You also get a sense of some of the triumphalism of the era. This is something I notice sometimes a little bit more, looking from the Byzantine East. When you look back now, you realise how triumphalist some of these scholastics were.
The book is also a way of getting into his mind of what he thinks Thomism is and who Maritain is in general. He does not merely look back to the thirteenth century of Thomas. He also comments on the history of the reception of St Thomas by various popes and the school, and on how Thomism’s various branches relate to each other: Thomism as theology; as philosophy; its relation to modern sciences, a topic so dear to him. All of that comes up just in passing. When he is in a first-person mood, he cannot help himself and starts meandering a bit into his own reception and thought. There is a kind of Maritain spiel. You recognise that he is being himself. You see some of those themes come out within the context of a quasi-biography of St. Thomas.

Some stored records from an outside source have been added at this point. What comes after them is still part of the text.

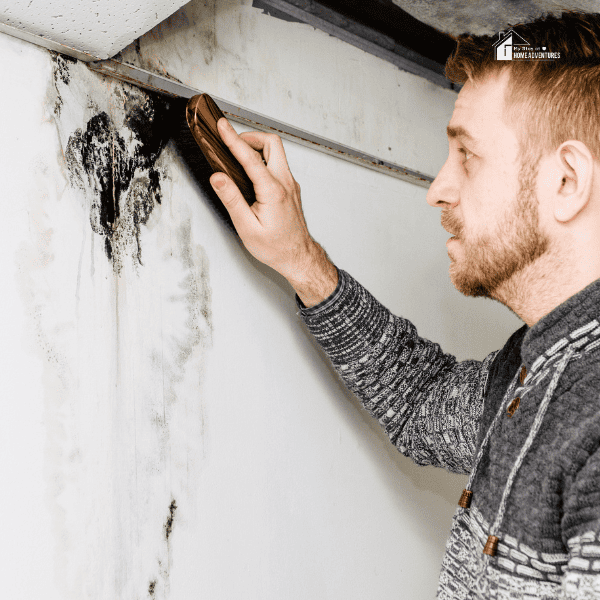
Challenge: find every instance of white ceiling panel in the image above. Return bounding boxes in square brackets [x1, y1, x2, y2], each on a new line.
[0, 0, 188, 59]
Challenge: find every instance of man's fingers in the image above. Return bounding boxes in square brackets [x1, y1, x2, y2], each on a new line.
[217, 118, 293, 191]
[209, 173, 256, 233]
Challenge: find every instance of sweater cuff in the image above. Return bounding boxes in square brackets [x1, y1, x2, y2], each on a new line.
[296, 265, 348, 318]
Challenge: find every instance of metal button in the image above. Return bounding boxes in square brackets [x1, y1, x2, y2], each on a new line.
[506, 396, 521, 417]
[519, 366, 527, 383]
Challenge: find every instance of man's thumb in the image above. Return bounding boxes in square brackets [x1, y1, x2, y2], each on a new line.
[210, 173, 227, 192]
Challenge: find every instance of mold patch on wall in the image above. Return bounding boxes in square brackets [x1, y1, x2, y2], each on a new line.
[63, 80, 169, 274]
[34, 54, 213, 600]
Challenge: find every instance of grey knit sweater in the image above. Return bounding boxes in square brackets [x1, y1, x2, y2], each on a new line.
[297, 270, 600, 600]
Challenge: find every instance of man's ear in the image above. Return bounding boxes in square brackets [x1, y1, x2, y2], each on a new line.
[554, 140, 594, 223]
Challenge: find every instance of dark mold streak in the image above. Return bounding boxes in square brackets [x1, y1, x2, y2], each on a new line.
[165, 499, 177, 542]
[65, 83, 171, 272]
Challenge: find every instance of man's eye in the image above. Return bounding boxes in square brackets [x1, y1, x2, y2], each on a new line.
[458, 148, 473, 164]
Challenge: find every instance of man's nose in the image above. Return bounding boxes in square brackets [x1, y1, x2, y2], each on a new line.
[427, 157, 459, 208]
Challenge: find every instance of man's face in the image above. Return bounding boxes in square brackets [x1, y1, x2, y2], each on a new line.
[427, 71, 549, 298]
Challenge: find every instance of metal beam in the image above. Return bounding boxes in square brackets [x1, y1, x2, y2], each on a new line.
[87, 59, 434, 188]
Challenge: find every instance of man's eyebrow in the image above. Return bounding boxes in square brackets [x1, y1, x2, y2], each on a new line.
[446, 125, 477, 146]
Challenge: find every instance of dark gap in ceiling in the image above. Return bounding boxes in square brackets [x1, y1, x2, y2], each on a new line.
[252, 0, 460, 90]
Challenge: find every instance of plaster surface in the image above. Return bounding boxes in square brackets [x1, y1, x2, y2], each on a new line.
[0, 25, 520, 600]
[119, 0, 457, 176]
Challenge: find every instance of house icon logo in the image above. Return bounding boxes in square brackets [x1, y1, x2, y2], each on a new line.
[494, 29, 528, 60]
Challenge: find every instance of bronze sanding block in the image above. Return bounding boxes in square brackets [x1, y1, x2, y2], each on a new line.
[186, 94, 256, 205]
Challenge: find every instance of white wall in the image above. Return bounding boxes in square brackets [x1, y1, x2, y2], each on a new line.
[0, 5, 520, 600]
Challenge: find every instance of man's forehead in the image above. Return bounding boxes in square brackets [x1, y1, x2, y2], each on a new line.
[447, 71, 507, 145]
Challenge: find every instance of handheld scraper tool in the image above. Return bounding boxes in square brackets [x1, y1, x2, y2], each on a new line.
[186, 94, 256, 205]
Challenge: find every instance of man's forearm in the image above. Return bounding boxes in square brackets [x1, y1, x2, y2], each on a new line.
[287, 242, 338, 308]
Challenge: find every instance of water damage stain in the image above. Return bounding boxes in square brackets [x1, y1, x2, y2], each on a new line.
[165, 499, 177, 542]
[65, 87, 171, 274]
[49, 50, 77, 117]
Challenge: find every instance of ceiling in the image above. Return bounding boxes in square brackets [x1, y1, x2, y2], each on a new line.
[0, 0, 600, 81]
[392, 0, 600, 35]
[252, 0, 600, 90]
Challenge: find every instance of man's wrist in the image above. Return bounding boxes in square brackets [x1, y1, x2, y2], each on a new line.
[287, 242, 338, 308]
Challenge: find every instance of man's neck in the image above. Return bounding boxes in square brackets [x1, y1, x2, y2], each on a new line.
[491, 252, 600, 327]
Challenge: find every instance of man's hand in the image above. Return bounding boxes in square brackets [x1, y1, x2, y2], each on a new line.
[210, 118, 338, 307]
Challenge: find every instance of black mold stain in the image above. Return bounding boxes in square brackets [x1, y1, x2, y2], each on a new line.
[65, 89, 171, 272]
[165, 499, 177, 542]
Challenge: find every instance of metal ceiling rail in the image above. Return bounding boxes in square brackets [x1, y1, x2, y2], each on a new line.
[86, 59, 434, 188]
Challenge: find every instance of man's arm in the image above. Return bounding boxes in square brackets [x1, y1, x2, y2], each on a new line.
[210, 119, 495, 473]
[300, 270, 497, 474]
[210, 118, 337, 307]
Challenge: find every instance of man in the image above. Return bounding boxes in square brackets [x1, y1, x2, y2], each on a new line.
[206, 13, 600, 600]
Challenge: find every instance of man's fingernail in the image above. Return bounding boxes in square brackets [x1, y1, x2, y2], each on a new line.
[210, 177, 226, 190]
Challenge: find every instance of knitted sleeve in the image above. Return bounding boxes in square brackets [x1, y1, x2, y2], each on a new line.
[562, 442, 600, 600]
[297, 270, 497, 474]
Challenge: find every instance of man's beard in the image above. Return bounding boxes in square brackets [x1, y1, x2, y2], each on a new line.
[442, 165, 550, 299]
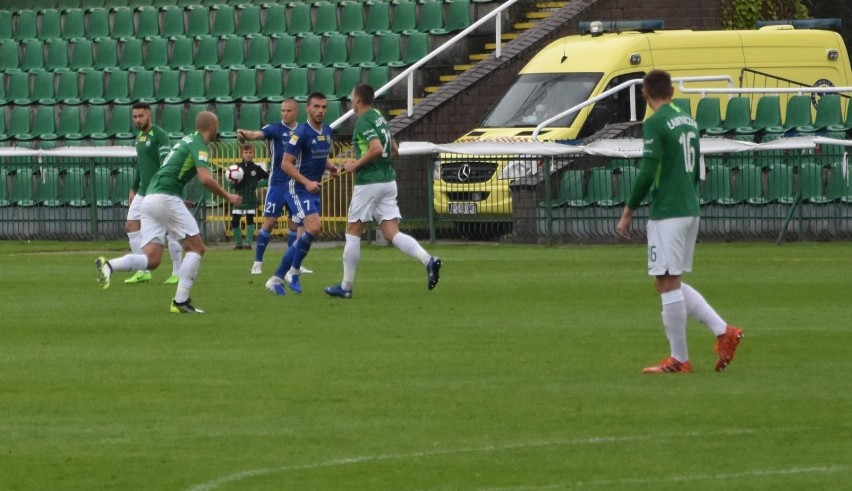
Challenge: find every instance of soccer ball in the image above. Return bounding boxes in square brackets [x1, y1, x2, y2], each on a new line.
[225, 164, 243, 186]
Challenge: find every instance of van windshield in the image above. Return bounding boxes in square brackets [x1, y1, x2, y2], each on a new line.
[482, 73, 603, 128]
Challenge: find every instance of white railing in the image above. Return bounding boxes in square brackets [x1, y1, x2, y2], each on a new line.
[331, 0, 519, 128]
[531, 75, 736, 141]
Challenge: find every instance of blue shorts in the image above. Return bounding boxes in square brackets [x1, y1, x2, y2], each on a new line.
[286, 189, 322, 224]
[263, 186, 293, 218]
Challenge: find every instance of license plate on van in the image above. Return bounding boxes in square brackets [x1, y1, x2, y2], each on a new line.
[449, 203, 476, 215]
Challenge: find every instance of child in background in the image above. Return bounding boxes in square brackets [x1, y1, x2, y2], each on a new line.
[229, 143, 269, 250]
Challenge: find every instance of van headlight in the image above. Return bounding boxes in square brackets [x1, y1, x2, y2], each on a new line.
[497, 160, 538, 179]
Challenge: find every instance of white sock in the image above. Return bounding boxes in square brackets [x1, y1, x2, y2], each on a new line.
[660, 290, 689, 362]
[107, 254, 148, 271]
[340, 234, 361, 290]
[680, 282, 728, 336]
[393, 232, 432, 266]
[169, 239, 183, 275]
[175, 252, 201, 303]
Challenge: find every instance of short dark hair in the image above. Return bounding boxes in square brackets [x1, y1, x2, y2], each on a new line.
[308, 92, 328, 105]
[352, 84, 376, 106]
[642, 70, 674, 99]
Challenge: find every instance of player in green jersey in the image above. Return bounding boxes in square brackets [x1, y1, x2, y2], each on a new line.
[124, 102, 182, 285]
[616, 70, 743, 373]
[325, 84, 441, 298]
[95, 111, 243, 314]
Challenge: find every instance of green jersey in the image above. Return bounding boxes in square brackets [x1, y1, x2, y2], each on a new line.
[352, 109, 396, 185]
[148, 132, 210, 196]
[131, 126, 171, 196]
[627, 103, 701, 220]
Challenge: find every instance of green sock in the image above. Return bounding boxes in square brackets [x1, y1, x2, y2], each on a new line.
[246, 224, 254, 245]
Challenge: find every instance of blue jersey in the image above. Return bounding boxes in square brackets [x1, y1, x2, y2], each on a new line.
[284, 123, 331, 191]
[260, 121, 293, 187]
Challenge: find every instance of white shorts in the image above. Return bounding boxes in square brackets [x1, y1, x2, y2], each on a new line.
[348, 181, 402, 223]
[648, 217, 699, 276]
[142, 194, 200, 247]
[127, 194, 145, 222]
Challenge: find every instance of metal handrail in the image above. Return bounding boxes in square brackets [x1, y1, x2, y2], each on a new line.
[331, 0, 519, 128]
[531, 75, 734, 141]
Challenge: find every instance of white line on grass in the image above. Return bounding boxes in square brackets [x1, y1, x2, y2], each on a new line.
[187, 427, 820, 491]
[480, 466, 849, 491]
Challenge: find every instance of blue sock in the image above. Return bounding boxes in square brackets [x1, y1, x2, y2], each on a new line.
[291, 232, 314, 269]
[254, 229, 272, 261]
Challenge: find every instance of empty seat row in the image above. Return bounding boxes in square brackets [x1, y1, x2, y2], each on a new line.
[0, 100, 343, 145]
[0, 33, 429, 72]
[0, 0, 471, 40]
[0, 66, 391, 106]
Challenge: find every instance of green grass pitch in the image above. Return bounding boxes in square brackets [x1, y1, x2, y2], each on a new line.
[0, 242, 852, 491]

The book gives you a feel for the Church of that era. This is very important today. We are still in the aftermath of the self-questioning of the Second Vatican Council. The whole twentieth century still weighs on us today. It is good to know what the ecclesial mind of the Latin Church was like in one of its main exponents at the time. It also gives you an entrée into St. Thomas, a particular reading of him, and Maritain’s own thought. What he says here holds through the whole of his career, no matter if he gets a bit weird later on. He is consistent throughout. So, this book gives you a sense of his Thomism, even if later he engages more in contemporary political matters and other things.